PGA – it’s not about golf. It stands for People Group Assessment, and that’s been on my mind a lot since 3 others came to My Country to join me for a whirlwind 3-week, 3-people group PGA trip around the country. The goal is to see if people groups that look unreached (or “least-reached,” since that’s more politically correct now) online and through other reports we’ve read really do look least-reached when you’re there among them.
So after 3 weeks of traveling to at least 15 different towns and villages, we’ve learned a lot. On the team we also battled one case of malaria, one cold, one case of likely food poisoning, a war starting in the home country of one of our teammates, and a car breaking down. But God brought us through it all, thanks to lots of prayers. Now it’s time for writing up what we saw so that leadership can discuss where to go from here during their meetings in January.
You can pray for the people we met and the missionaries who will likely go work in some of these villages among them.

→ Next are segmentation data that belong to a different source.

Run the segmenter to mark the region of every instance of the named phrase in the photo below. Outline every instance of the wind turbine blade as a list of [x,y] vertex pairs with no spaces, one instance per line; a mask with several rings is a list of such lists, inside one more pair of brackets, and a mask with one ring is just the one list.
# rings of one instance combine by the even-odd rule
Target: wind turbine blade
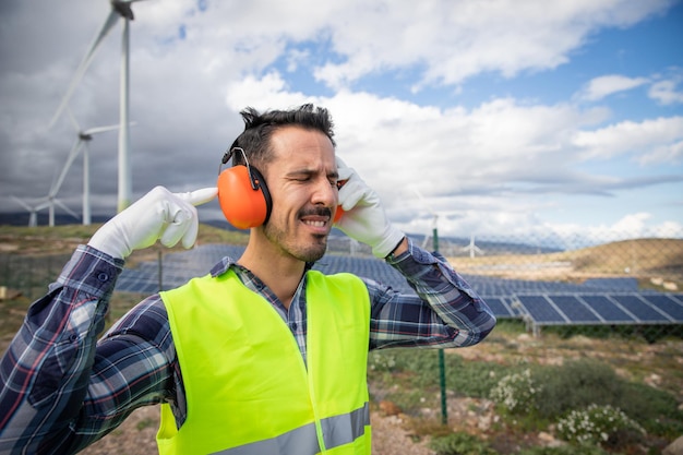
[[69,152],[69,156],[67,157],[67,161],[64,163],[64,167],[62,168],[62,171],[59,175],[59,178],[57,179],[57,181],[50,189],[50,193],[48,194],[48,197],[55,197],[57,193],[59,192],[59,189],[64,182],[64,178],[67,177],[67,172],[69,171],[69,168],[71,167],[76,156],[79,156],[79,152],[81,152],[81,146],[83,146],[83,141],[81,141],[81,139],[76,139],[76,142],[73,144],[71,152]]
[[12,199],[14,200],[14,202],[16,202],[22,207],[26,208],[28,212],[33,212],[33,207],[31,205],[26,204],[21,199],[16,197],[16,196],[12,196]]
[[47,200],[47,201],[45,201],[44,203],[38,204],[38,205],[36,205],[35,207],[33,207],[33,209],[34,209],[35,212],[38,212],[38,211],[41,211],[43,208],[47,208],[47,207],[49,207],[50,205],[51,205],[51,201],[50,201],[50,200]]
[[110,124],[108,127],[96,127],[96,128],[91,128],[89,130],[85,130],[83,132],[83,134],[85,135],[91,135],[91,134],[97,134],[97,133],[104,133],[106,131],[113,131],[113,130],[118,130],[119,129],[119,124]]
[[76,118],[73,117],[73,112],[69,107],[67,107],[67,113],[69,113],[69,119],[71,119],[71,124],[73,124],[73,129],[75,130],[75,132],[77,133],[79,131],[81,131],[81,125],[76,121]]
[[57,205],[59,205],[60,207],[62,207],[64,209],[64,212],[67,212],[69,215],[73,216],[76,219],[81,219],[81,217],[79,216],[79,214],[76,214],[74,211],[72,211],[71,208],[69,208],[67,205],[64,205],[60,200],[56,199],[55,203]]
[[71,99],[71,95],[73,95],[73,92],[75,91],[76,85],[79,85],[79,82],[81,82],[81,79],[85,74],[85,70],[87,70],[87,67],[89,67],[91,61],[93,60],[93,57],[95,56],[95,51],[97,50],[97,47],[99,46],[101,40],[105,38],[105,36],[107,36],[111,27],[116,25],[119,17],[120,17],[119,13],[117,13],[112,8],[111,12],[107,16],[107,20],[105,21],[104,25],[99,29],[99,33],[97,34],[97,36],[91,44],[91,47],[88,48],[87,52],[85,52],[83,60],[81,60],[81,63],[79,64],[79,68],[76,69],[76,72],[73,79],[71,80],[71,84],[69,85],[69,88],[67,89],[67,93],[64,94],[64,97],[62,98],[61,104],[57,108],[57,112],[55,112],[55,115],[52,116],[52,119],[50,120],[48,128],[52,128],[52,125],[57,122],[57,119],[61,115],[62,110],[64,110],[64,108],[67,107],[69,99]]

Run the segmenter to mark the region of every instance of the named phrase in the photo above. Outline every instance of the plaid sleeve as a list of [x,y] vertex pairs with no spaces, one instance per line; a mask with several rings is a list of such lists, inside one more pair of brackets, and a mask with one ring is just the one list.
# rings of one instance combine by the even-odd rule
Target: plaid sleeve
[[448,348],[481,342],[495,326],[489,307],[445,259],[408,242],[407,252],[387,262],[417,296],[366,279],[372,302],[370,348]]
[[[48,294],[29,307],[0,360],[0,453],[75,453],[118,424],[107,417],[118,416],[112,404],[144,400],[143,393],[131,394],[123,384],[125,368],[109,355],[116,350],[118,359],[124,358],[139,335],[97,347],[122,267],[120,260],[79,247]],[[137,347],[132,350],[140,354]]]

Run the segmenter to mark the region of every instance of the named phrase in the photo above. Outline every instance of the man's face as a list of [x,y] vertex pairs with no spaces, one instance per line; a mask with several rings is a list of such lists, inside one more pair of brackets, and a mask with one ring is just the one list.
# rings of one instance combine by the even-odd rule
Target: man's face
[[275,159],[264,178],[273,212],[264,226],[267,240],[299,261],[325,254],[337,206],[337,165],[329,139],[320,131],[286,127],[271,137]]

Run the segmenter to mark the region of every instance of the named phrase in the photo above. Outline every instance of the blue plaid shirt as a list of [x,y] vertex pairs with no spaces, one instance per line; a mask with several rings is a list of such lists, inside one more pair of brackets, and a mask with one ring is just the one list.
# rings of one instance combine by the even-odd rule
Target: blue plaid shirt
[[[370,349],[470,346],[495,326],[491,310],[442,258],[409,242],[408,252],[387,262],[417,296],[363,278],[371,301]],[[123,261],[79,247],[49,292],[28,309],[0,362],[0,454],[75,453],[134,409],[163,402],[171,404],[179,426],[184,421],[182,374],[158,295],[97,340],[122,268]],[[211,273],[228,268],[273,304],[305,359],[305,278],[286,309],[230,258]]]

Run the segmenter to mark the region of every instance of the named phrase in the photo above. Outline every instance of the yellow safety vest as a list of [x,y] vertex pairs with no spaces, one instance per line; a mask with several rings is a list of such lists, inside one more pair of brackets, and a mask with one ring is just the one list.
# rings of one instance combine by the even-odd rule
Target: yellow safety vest
[[370,299],[350,274],[307,275],[307,359],[291,331],[233,271],[161,299],[188,406],[161,405],[159,453],[370,454]]

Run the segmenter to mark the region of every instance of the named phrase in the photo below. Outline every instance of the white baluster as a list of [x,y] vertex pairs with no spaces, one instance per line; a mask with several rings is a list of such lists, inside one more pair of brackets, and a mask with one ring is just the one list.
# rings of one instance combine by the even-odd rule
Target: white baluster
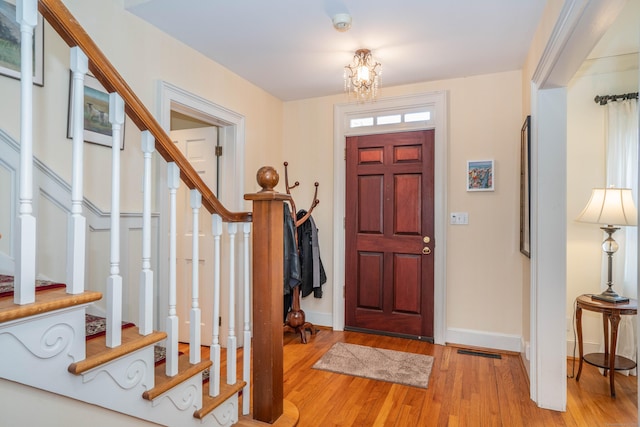
[[176,311],[176,194],[180,187],[180,169],[167,164],[169,186],[169,317],[167,317],[167,366],[170,377],[178,373],[178,315]]
[[242,224],[243,233],[243,250],[242,259],[243,278],[244,278],[244,349],[242,351],[242,378],[247,383],[242,389],[242,414],[248,415],[250,411],[251,400],[251,277],[250,273],[250,233],[251,223]]
[[71,162],[71,212],[67,220],[67,292],[84,292],[85,248],[87,221],[82,215],[84,173],[84,76],[89,70],[89,60],[79,47],[71,48],[73,85],[72,102],[72,162]]
[[140,272],[140,335],[153,332],[153,271],[151,270],[151,154],[155,139],[142,132],[144,176],[142,184],[142,271]]
[[18,1],[20,23],[20,210],[16,253],[16,304],[35,301],[36,219],[33,213],[33,29],[38,23],[36,0]]
[[190,347],[189,362],[200,362],[200,321],[202,314],[198,306],[198,289],[200,286],[199,264],[200,264],[200,248],[199,248],[199,213],[202,206],[202,196],[198,190],[191,190],[191,209],[193,209],[193,235],[192,235],[192,262],[191,262],[191,315],[190,315]]
[[124,123],[124,101],[109,94],[111,122],[111,251],[107,279],[107,347],[122,343],[122,276],[120,275],[120,138]]
[[237,381],[236,351],[238,338],[236,337],[236,234],[238,224],[230,222],[229,231],[229,336],[227,337],[227,384]]
[[211,234],[213,234],[213,341],[210,359],[213,362],[209,378],[209,395],[220,394],[220,236],[222,236],[222,218],[211,215]]

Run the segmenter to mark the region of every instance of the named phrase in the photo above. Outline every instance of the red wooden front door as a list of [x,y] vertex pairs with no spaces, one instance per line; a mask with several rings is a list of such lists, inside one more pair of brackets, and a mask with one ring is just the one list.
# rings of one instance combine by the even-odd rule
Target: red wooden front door
[[347,138],[347,329],[433,338],[433,135]]

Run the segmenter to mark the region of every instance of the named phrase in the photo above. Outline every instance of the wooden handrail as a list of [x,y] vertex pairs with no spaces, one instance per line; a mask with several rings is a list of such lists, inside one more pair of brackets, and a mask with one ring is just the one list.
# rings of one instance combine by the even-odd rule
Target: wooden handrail
[[251,212],[231,212],[207,187],[191,163],[175,146],[167,133],[151,115],[142,101],[125,82],[115,67],[89,37],[71,12],[60,0],[38,0],[38,11],[69,47],[78,46],[89,58],[89,69],[108,92],[117,92],[125,102],[125,111],[141,131],[148,130],[156,140],[156,150],[167,161],[175,162],[180,169],[180,178],[190,189],[202,195],[202,205],[226,222],[251,222]]

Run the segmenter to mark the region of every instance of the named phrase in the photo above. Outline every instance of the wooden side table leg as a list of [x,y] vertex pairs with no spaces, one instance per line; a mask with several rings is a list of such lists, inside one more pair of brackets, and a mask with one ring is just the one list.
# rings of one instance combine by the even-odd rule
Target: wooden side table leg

I can’t tell you everything about our trip, but let me give you one illustration . . .
Imagine we were going on a PGA trip among Americans. While there we found several churches from all the main denominations and got to talk to many of the pastors. Some had better theology than others, but altogether we could see that the gospel was being preached and going forth. In that case you would likely say that the general American population was reached with the gospel.
But now imagine that all those churches were in Chinatowns across the country. Would that change your picture a little if all the churches were in Chinatown and didn’t really have an interest in reaching beyond Chinatown? That everywhere the white American population (however you say that politically correctly) lived there were no churches, and in US the only churches were in Chinatowns?
The illustration kind of breaks down there, since the people we went to research are the minority groups and yet it’s their territory that the others are entering into, bringing with them the church. But the church is staying with the new groups and in only one church did we see a few people from the people groups we were researching.